Dengue infection is one of the most common mosquito-borne diseases of public health significance. Currently dengue infection affects about 1% of the world’s population annually and is associated with high morbidity.1–4 The clinical manifestations of dengue infection range from asymptomatic to undifferentiated fever, an influenza-like symptom known as dengue fever (DF) and a severe, sometimes fatal disease characterized by massive plasma leakage, hemorrhage and shock known as dengue hemorrhagic fever (DHF) and dengue shock syndrome (DSS). Due to advanced comprehensive care technology, the mortality rate among patients with DHF in Thailand has progressively declined from 13.7% in 1958 to 0.13% in 2018, and has remained unchanged (below 0.2%) during the last decade.5 Nevertheless, high-risk patients with multi-organ failure involving acute liver failure, acute respiratory failure, acute kidney injury, active massive bleeding and fluid overload are at risk of lethal DHF/DSS with a higher mortality rate up to 15% to 44%.1,6–12 and almost 50% to 100% in DSS with massive uncontrolled bleeding or multi-organ failure.11 In addition, studies among Thai children have found that infants and obese children had a higher risk of having severe dengue infection.13–16 Also, patients with underlying diseases such as thalassemia and hemophilia are prone to aggravated hemolytic anemia17,18 and bleeding manifestations,19 respectively.
The clinical diagnosis of DHF is based on four major characteristic manifestations19: (1) high continuous fever lasting for 2 to 7 days; (2) hemorrhagic tendency such as positive tourniquet test, petechiae, epistaxis or intestinal bleeding; (3) thrombocytopenia (platelet count <100,000 µ/L) and (4) evidence of plasma leakage due to increased vascular permeability manifested by hemoconcentration (an increase in hematocrit >20%) and pleural effusion or ascites. The three stages of DHF are febrile, toxic and defervescence. The febrile stage lasts 2 to 7 days followed by an abrupt fall to normal or subnormal levels of temperature; the toxic stage lasts 24 to 48 h; and finally, rapid clinical recovery without sequelae in the defervescence stage. The toxic stage is the most critical period from prominent plasma leakage leading to DSS and requiring intensive supportive care. Optimal fluid therapy is essential to maintain vital organ functions during the critical period. According to the 1997 World Health Organization (WHO) committee classification of dengue infection20 varying from DF to DHF grade I–IV was precisely concluded after the defervescence emphasizing the pathophysiologic alteration of the clinical manifestations. In the 2009 WHO classification, dengue infection was defined as either dengue with or without warning signs, or severe dengue including severe plasma leakage, severe hemorrhage and severe organ impairments.21 It has been used to aid appropriate management in decision making regarding outpatient care and hospitalization criteria.

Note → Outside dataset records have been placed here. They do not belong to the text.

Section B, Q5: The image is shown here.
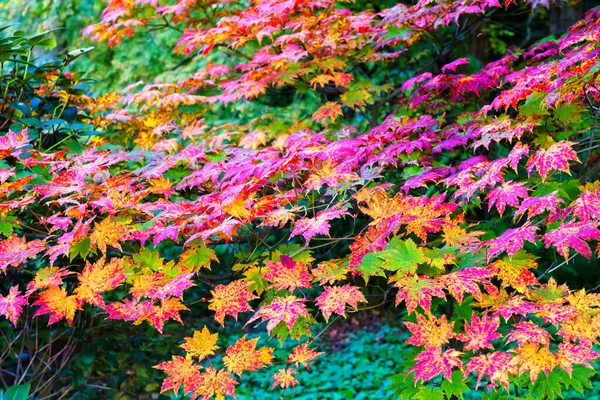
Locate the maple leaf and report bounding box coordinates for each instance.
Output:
[208,280,258,326]
[464,351,513,391]
[438,267,494,304]
[104,300,153,323]
[90,218,131,253]
[299,159,360,191]
[408,347,462,383]
[145,297,189,333]
[312,101,344,121]
[493,296,539,321]
[456,313,502,351]
[190,367,238,400]
[179,326,219,361]
[290,209,348,243]
[223,335,274,377]
[556,343,600,376]
[486,182,527,216]
[485,223,548,261]
[151,272,195,300]
[515,190,564,219]
[0,285,27,327]
[394,275,446,313]
[490,250,539,293]
[506,321,550,347]
[511,343,557,383]
[246,295,310,334]
[25,267,72,297]
[378,236,428,274]
[0,235,45,273]
[263,255,312,291]
[404,314,455,348]
[570,188,600,221]
[271,368,298,390]
[153,356,200,394]
[287,342,324,371]
[311,260,348,285]
[527,140,580,181]
[32,287,80,326]
[73,258,127,306]
[315,284,367,321]
[177,246,219,272]
[542,221,600,260]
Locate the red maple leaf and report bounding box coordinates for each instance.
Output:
[0,285,27,326]
[456,313,502,351]
[543,221,600,260]
[485,224,548,261]
[315,284,367,321]
[408,347,462,383]
[527,140,579,181]
[486,181,527,216]
[263,255,312,291]
[208,280,258,326]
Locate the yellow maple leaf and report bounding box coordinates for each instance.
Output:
[33,287,80,326]
[73,258,127,306]
[90,218,131,253]
[179,326,219,360]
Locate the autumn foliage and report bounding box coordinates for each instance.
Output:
[0,0,600,399]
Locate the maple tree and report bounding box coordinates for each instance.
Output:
[0,0,600,399]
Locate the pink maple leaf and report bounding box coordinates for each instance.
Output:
[315,284,367,321]
[442,57,469,73]
[570,190,600,221]
[485,224,536,261]
[408,347,462,383]
[527,140,579,181]
[0,285,27,326]
[464,351,513,390]
[506,321,550,347]
[543,221,600,260]
[515,190,564,219]
[456,313,502,351]
[0,235,45,272]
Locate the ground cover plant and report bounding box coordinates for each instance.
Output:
[0,0,600,399]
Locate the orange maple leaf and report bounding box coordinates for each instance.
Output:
[90,218,131,253]
[208,280,258,326]
[179,326,219,360]
[33,287,81,326]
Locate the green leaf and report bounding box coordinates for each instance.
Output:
[69,237,90,261]
[379,237,427,274]
[0,215,17,237]
[519,92,550,117]
[3,383,31,400]
[358,253,383,278]
[554,104,585,124]
[567,364,596,394]
[179,246,219,271]
[414,386,444,400]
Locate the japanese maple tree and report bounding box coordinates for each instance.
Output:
[0,0,600,399]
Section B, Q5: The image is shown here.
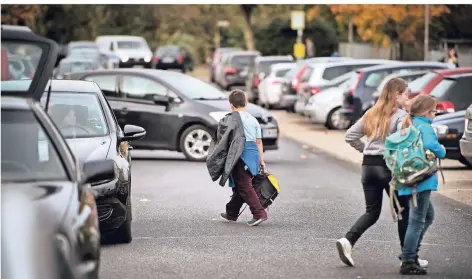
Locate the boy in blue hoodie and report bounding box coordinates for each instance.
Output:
[398,95,446,275]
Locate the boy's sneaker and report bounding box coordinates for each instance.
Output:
[336,237,354,266]
[220,213,236,223]
[247,218,267,227]
[400,263,428,275]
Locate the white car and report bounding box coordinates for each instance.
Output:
[304,80,351,130]
[257,63,296,108]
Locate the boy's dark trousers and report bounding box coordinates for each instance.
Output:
[226,159,267,221]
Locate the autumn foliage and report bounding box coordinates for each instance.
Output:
[329,4,449,47]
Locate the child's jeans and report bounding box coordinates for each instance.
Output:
[402,191,434,262]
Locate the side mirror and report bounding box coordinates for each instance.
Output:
[152,95,171,106]
[121,124,146,141]
[83,160,115,184]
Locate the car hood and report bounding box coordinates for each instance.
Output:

This study was designed to develop a daily dengue severity score to assess severe manifestations among patients with dengue infection in a hospitalized setting.
SUBJECTS AND METHODS
The medical records of hospitalized children admitted for dengue by serologic confirmation between 2004 and 2018 were retrospectively reviewed. The study consisted of 2 phases. Phase I established the daily dengue score system and assessment tool for severe manifestations, followed by phase II testing the accuracy of the severity score. This study was approved by the Ramathibodi Hospital Ethics Committee for Human Research.
In all, 355 children 1 month to 18 years of age with serologic confirmation of dengue infection (DF,102; DHF grade I, 88; DHF grade II, 103; DHF grade III, 46; and DHF grade IV, 16) were hospitalized at the Department of Pediatrics, Faculty of Medicine, Ramathibodi Hospital, Mahidol University from 2004 to 2013. All patients were treated by an expert multidisciplinary team using Ramathibodi Clinical Practice Guidelines.22–24 The complete medical records of 191 cases (DF, 35; DHF grade I, 53; DHF grade II, 50; DHF grade III, 37; and DHF grade IV 16) from 355 patients were included in the phase I study to establish daily dengue severity score. Then, 51 additional hospitalized patients with DHF grades II, III, and IV from 2014 to 2018 were included in phase II study to test the accuracy of the severity score.
Data collection included baseline characteristics (age, sex, duration of fever, and duration of hospitalization), complete blood cell counts and bleeding sites. The 14 items related to clinical parameters and managements, shown in Table, Supplemental Digital Content 1, http://links.lww.com/INF/D712, were entered in the computerized program using Microsoft Access to obtain the daily severity score during hospitalization until discharge or death.
According to the pathophysiology of dengue infection, the day of defervescence was designated as Day 0 (D0). One and 2 days before defervescence were designated as Day −1 (D −1) and Day −2 (D −2) and so on. One and 2 days after defervescence were designated as Day +1(D +1) and Day +2 (D +2). Designating the day of illness related to the day of defervescence is useful in recruiting patients in the same pathophysiology in the same group because the febrile stage of dengue infection lasts 2 to 7 days.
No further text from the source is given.